Scherberger Vereine stellen sich Kritik
Sie setzen sich gemeinsam für das Dorfhaus ein (v.l.): Helmi Graf, Manfred Graf, Sebastian Schwandtner, Karl-Jürgen Schmitz, Daniel Cohnen und Daniela Rößler-Cohnen. Foto: Jan Mönch
VON JAN MÖNCH
Würselen Die Geschichte des Scherberger Schützenheims, wie man es heute kennt, geht auf das Jahr 2011 zurück. Damals schloss die Gaststätte Alt Scherberg an der Ecke Südstraße/Paulinenstraße. Das Lokal hatte den St.-Hubertus-Schützen genau wie anderen ortsansässigen Vereinen eine Heimat geboten, und dieser Heimat sahen sie sich damals beraubt.

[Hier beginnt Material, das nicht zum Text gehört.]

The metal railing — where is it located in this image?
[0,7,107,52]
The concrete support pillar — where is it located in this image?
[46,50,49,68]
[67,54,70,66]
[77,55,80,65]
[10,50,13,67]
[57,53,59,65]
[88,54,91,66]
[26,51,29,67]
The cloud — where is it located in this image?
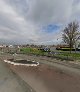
[0,0,80,44]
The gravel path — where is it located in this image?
[0,58,34,92]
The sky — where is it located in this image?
[0,0,80,45]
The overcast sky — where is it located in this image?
[0,0,80,44]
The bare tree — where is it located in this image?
[62,21,79,53]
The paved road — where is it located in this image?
[0,56,34,92]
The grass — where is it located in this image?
[20,48,80,60]
[20,48,47,55]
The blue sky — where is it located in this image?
[0,0,80,44]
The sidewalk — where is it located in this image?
[0,59,34,92]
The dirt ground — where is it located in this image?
[9,64,80,92]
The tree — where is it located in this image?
[62,21,79,53]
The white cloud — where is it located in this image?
[0,0,80,43]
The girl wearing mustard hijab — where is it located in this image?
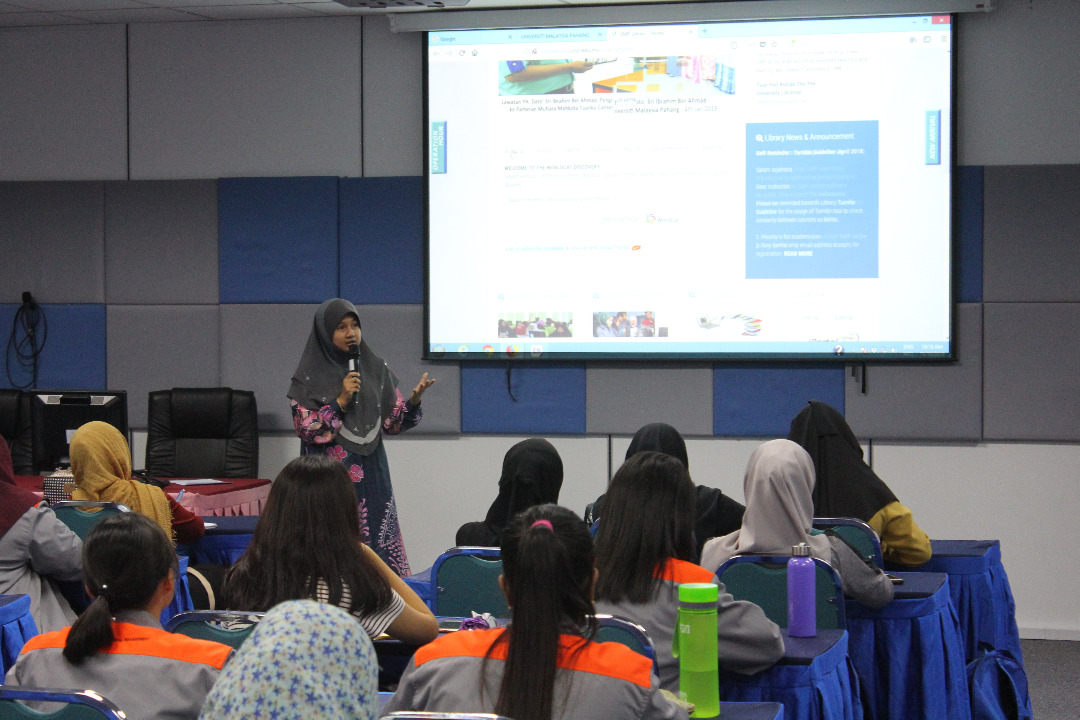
[70,421,205,543]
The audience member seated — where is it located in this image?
[701,440,892,608]
[454,437,563,547]
[222,454,438,644]
[585,422,746,557]
[0,437,82,633]
[5,513,232,720]
[596,451,784,692]
[787,400,930,565]
[70,421,206,543]
[383,505,687,720]
[199,600,379,720]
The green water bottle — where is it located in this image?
[672,583,720,718]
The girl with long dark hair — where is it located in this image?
[222,454,438,643]
[5,513,232,720]
[596,451,784,692]
[383,505,686,720]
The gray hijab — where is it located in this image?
[701,440,833,570]
[288,298,397,456]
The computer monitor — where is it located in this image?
[29,390,130,475]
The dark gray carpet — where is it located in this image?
[1021,640,1080,720]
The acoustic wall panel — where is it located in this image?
[107,305,221,427]
[338,177,423,306]
[345,304,461,436]
[585,364,713,435]
[361,14,423,177]
[0,25,127,180]
[713,365,843,438]
[0,304,106,390]
[983,302,1080,441]
[217,177,338,304]
[129,17,362,179]
[105,180,218,304]
[220,304,319,433]
[0,183,105,303]
[461,362,585,435]
[845,303,983,441]
[984,165,1080,302]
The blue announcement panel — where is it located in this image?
[461,364,585,435]
[339,177,423,304]
[0,304,107,390]
[713,365,843,438]
[746,121,878,280]
[217,177,340,303]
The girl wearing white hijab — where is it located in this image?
[701,440,892,608]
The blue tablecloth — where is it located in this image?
[846,572,971,720]
[720,630,863,720]
[176,515,259,566]
[0,595,38,682]
[905,540,1024,664]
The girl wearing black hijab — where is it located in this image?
[454,437,563,547]
[787,400,930,566]
[585,422,746,554]
[288,298,435,575]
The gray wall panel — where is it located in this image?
[0,25,127,180]
[983,165,1080,302]
[106,305,222,427]
[130,17,362,179]
[220,304,319,433]
[357,305,461,436]
[0,182,105,302]
[983,303,1080,440]
[585,365,713,435]
[362,15,423,177]
[105,180,218,304]
[843,303,983,440]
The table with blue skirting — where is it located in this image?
[720,629,863,720]
[845,572,971,720]
[0,595,38,682]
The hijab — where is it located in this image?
[787,400,896,520]
[69,420,173,538]
[288,298,397,456]
[0,437,41,538]
[701,440,833,570]
[199,600,379,720]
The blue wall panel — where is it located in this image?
[218,177,338,303]
[340,177,423,304]
[713,365,843,437]
[461,364,585,435]
[0,304,107,390]
[954,166,983,302]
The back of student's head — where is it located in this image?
[222,454,391,612]
[64,513,177,665]
[495,505,595,720]
[596,451,696,602]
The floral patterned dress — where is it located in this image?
[292,390,423,576]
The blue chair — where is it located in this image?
[49,500,132,540]
[429,546,510,617]
[716,555,848,629]
[164,610,266,650]
[0,685,127,720]
[813,517,885,570]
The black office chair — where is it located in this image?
[146,388,259,477]
[0,389,35,475]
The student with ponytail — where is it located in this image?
[5,513,232,720]
[383,505,687,720]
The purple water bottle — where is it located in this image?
[787,543,818,638]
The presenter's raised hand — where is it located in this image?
[338,371,360,410]
[408,372,435,407]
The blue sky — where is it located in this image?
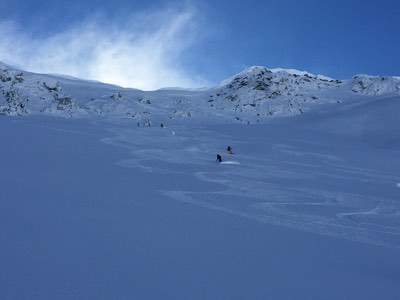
[0,0,400,89]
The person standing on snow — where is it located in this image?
[226,146,233,155]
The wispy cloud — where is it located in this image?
[0,8,205,90]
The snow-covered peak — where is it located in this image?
[352,75,400,96]
[270,68,335,81]
[220,66,335,86]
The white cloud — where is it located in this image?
[0,9,205,90]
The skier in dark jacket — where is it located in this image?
[226,146,233,155]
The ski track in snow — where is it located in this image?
[103,122,400,248]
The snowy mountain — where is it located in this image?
[0,64,400,126]
[0,59,400,300]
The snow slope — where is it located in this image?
[0,62,400,299]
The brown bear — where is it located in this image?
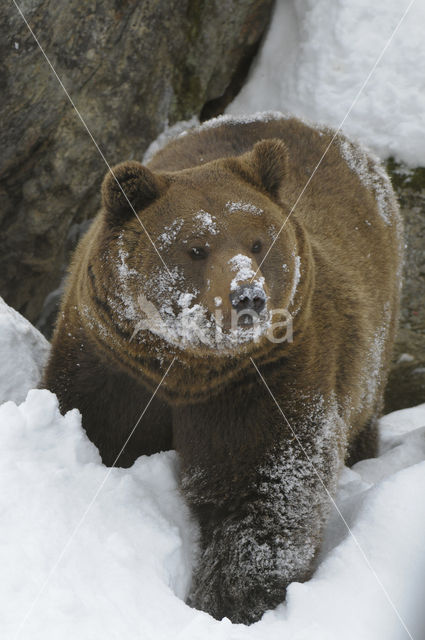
[43,113,403,623]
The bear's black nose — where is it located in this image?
[229,284,266,313]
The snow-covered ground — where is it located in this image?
[228,0,425,166]
[0,303,425,640]
[0,0,425,640]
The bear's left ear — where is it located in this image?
[228,138,288,199]
[250,138,288,198]
[102,161,167,224]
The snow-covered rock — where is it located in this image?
[0,298,50,404]
[227,0,425,166]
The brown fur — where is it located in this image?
[44,117,402,622]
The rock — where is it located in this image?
[385,159,425,412]
[0,0,273,322]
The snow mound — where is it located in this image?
[0,302,425,640]
[227,0,425,166]
[0,298,50,404]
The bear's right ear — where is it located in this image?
[102,161,167,225]
[227,138,289,200]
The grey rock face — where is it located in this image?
[385,161,425,411]
[0,0,273,321]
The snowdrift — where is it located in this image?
[0,303,425,640]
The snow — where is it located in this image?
[194,209,218,236]
[0,298,50,404]
[226,200,264,216]
[227,0,425,166]
[0,299,425,640]
[229,253,264,291]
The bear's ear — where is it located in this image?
[250,139,288,198]
[228,138,288,200]
[102,161,167,224]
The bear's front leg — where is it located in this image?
[172,392,341,623]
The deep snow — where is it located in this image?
[0,300,425,640]
[227,0,425,166]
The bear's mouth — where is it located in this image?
[132,294,270,353]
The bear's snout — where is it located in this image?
[229,284,266,313]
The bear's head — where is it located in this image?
[97,140,300,356]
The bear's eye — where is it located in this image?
[189,247,208,260]
[251,240,263,253]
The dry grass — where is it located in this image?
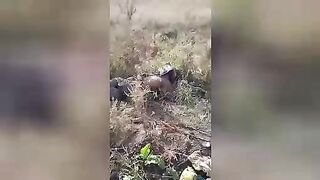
[110,0,211,179]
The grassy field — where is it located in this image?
[110,0,211,179]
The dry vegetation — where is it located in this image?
[110,0,211,179]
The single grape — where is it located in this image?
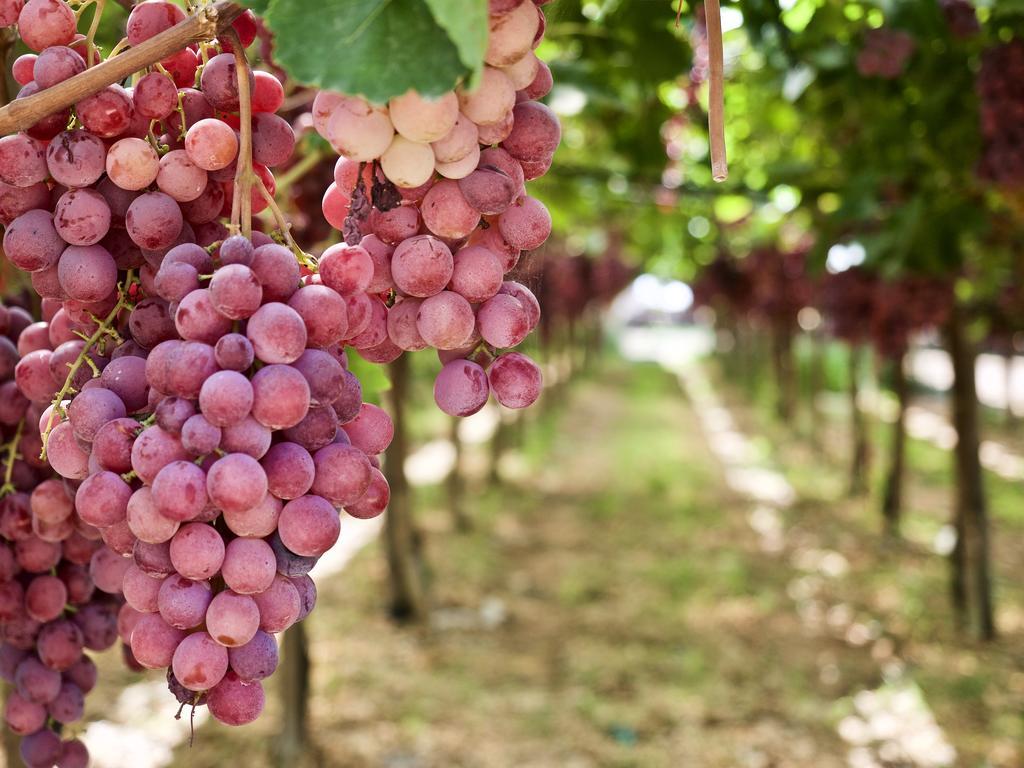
[487,352,544,408]
[416,291,475,349]
[185,118,239,171]
[53,189,113,244]
[389,234,454,296]
[388,90,459,143]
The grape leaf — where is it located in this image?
[425,0,487,77]
[258,0,471,103]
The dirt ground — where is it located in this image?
[83,361,1024,768]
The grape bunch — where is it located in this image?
[857,28,915,80]
[312,0,561,416]
[0,306,127,768]
[977,40,1024,189]
[939,0,981,40]
[0,0,393,741]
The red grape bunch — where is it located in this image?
[0,306,124,768]
[0,0,393,745]
[312,0,561,416]
[977,40,1024,189]
[857,29,915,80]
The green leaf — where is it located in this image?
[348,350,391,402]
[239,0,270,15]
[264,0,471,103]
[425,0,487,77]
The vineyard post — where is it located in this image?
[772,321,795,422]
[384,355,427,623]
[807,330,826,446]
[444,416,473,532]
[847,344,870,496]
[947,301,996,640]
[274,622,310,768]
[882,355,910,538]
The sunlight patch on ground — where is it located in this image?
[839,679,956,768]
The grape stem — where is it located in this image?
[227,29,255,240]
[85,0,106,67]
[39,269,135,461]
[0,0,243,136]
[254,176,317,272]
[705,0,729,181]
[278,150,327,195]
[0,418,25,499]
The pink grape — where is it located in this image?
[250,365,309,430]
[278,495,341,557]
[391,234,454,298]
[387,298,428,352]
[343,402,394,456]
[3,210,66,272]
[380,136,434,188]
[498,196,551,251]
[388,90,459,143]
[253,573,299,633]
[421,179,480,240]
[323,94,394,162]
[288,285,348,347]
[502,101,562,162]
[319,243,374,296]
[75,84,135,138]
[488,352,544,408]
[476,294,529,348]
[452,246,504,304]
[246,303,307,366]
[483,3,540,67]
[459,67,515,125]
[0,133,47,187]
[207,671,265,725]
[311,443,372,512]
[345,467,391,520]
[148,573,213,630]
[171,524,224,581]
[17,0,77,51]
[206,454,266,514]
[46,130,105,188]
[185,118,239,171]
[431,113,478,163]
[204,589,260,651]
[126,0,185,46]
[106,138,160,190]
[416,291,476,349]
[227,630,278,681]
[53,189,113,244]
[132,72,178,120]
[221,538,276,595]
[171,630,227,691]
[222,489,280,537]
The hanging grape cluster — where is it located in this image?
[312,0,561,416]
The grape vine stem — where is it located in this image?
[227,29,254,240]
[39,269,134,460]
[0,418,25,499]
[0,0,243,136]
[705,0,729,181]
[254,176,318,272]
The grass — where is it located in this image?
[74,359,1024,768]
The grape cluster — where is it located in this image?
[0,0,393,749]
[0,307,126,768]
[857,28,915,80]
[977,40,1024,187]
[312,0,561,416]
[939,0,981,40]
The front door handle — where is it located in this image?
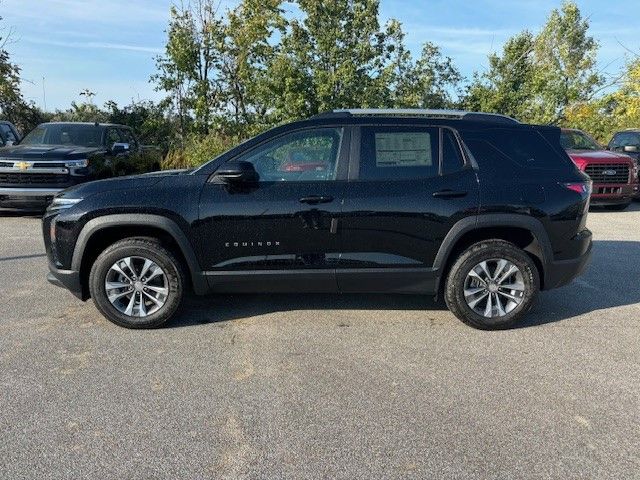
[300,195,333,205]
[433,190,469,198]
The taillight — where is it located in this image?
[561,182,593,197]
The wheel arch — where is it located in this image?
[71,214,208,299]
[434,214,553,292]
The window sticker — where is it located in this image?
[375,132,433,167]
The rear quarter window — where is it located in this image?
[462,128,573,170]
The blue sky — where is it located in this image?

Also richtete der Blick der Schützen sich auf die Wiese östlich des alten Armada-Sportplatzes, gelegen am Rande des Wurmtals. 2012 wurde der Hochstand gebaut. Später folgte das kleine Vereinsheim, das bis heute dort steht. Wenn man so will, hatten sich die Schützen selbst eine neue Heimat geschaffen.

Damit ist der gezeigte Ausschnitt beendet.